To say that Chris Gayle has taken the fourth season of the Indian Premier League (IPL) by storm is an understatement. His pyrotechnics with the willow has been consistently lighting up cricket cathedrals across India, bringing another dimension of excitement to the competition. Since his inclusion in the Royal Challengers Bangalore (RCB) line-up, the performance of the hard-hitting left-hander has inspired seven consecutive victories – an IPL record – and a coveted berth in the play-offs.

Chris Gayle on the go against India. Behind the stumps is Indian captain M.S. Dhoni

At the time of publication of this post, Gayle had snatched the Orange Cap from Virender Sehwag to become the leading run getter in IPL4. In four fewer innings than Sehwag, Gayle has surged ahead with 436 runs at an average of 87.20 and a jaw-dropping strike rate of 201.85. He has made two centuries (a first in an IPL season for any batsman) and a half century, amassed a league-leading 32 sixes and won four man of the match awards.

“It’s the first time (in my career) that I have been so consistent and I am happy about that. When I walk in to bat I stay relaxed, keep my mind clear and tell myself – yes, I can,” the Jamaican told the Times of India after muscling his way to 38 off 12 balls in the encounter against Kolkata Knight Riders (KKR) on May 14.

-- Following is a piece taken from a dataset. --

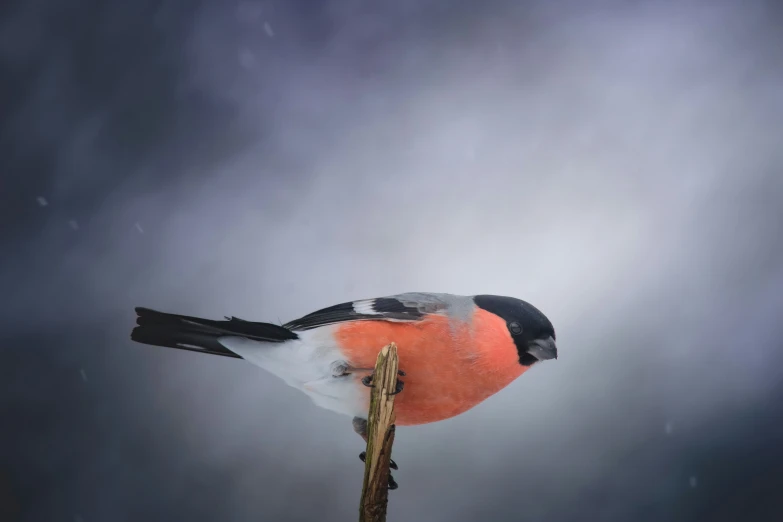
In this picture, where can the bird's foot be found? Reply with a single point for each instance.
(367, 381)
(393, 465)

UWI Cave Hill principal Sir Hilary Beckles says his "don" reference to Chris Gayle was taken out of context.

The 31-year-old batsman appears to be enjoying the form of his life at a time when he is out of West Indies colours. After a poor showing at the Cricket World Cup and his subsequent controversial omission from the West Indies one-day squad to face Pakistan, Gayle took up an offer to play in the IPL and has rebounded with a tremendous bang. While he continues to draw praises for his golden run with the bat, a firestorm continues to surround his presence in Indian vis-a-vis his availability for national duties, issues with the West Indies Cricket Board (WICB) and claims of “donmanship”.

Were senior players being discarded based on the WICB’s new focus on young talent? Was Gayle cleared medically and fit to return to cricket? Was there frequent and open communication between the WICB and Gayle? Does the almighty dollar take precedence over national duties in the world of professional sports? Is Chris Gayle a “don” in the West Indies team, as suggested by Sir Hilary Beckles, and if he is, then who is the “Donovan”?

In all seriousness, cricket in the West Indies continues to grapple with a leadership deficit at varying levels, which along with other maladies threaten to tear this unifying institution apart. Administrators and players are both culpable in this ongoing drama, and until this and all other issues are meaningfully addressed at a fundamental level, it’s going to be a long toil upwards for the West Indies from the abyss of the cricketing world.

Even as the polemic and politics in West Indies cricket rages on, Gayle remains resolute in his merciless assault on opposition bowlers in IPL4. Perhaps there might be some merit in the observation of columnist Suresh Menon that Gayle “has been batting with a freedom that comes from not having to deal with cricket boards.”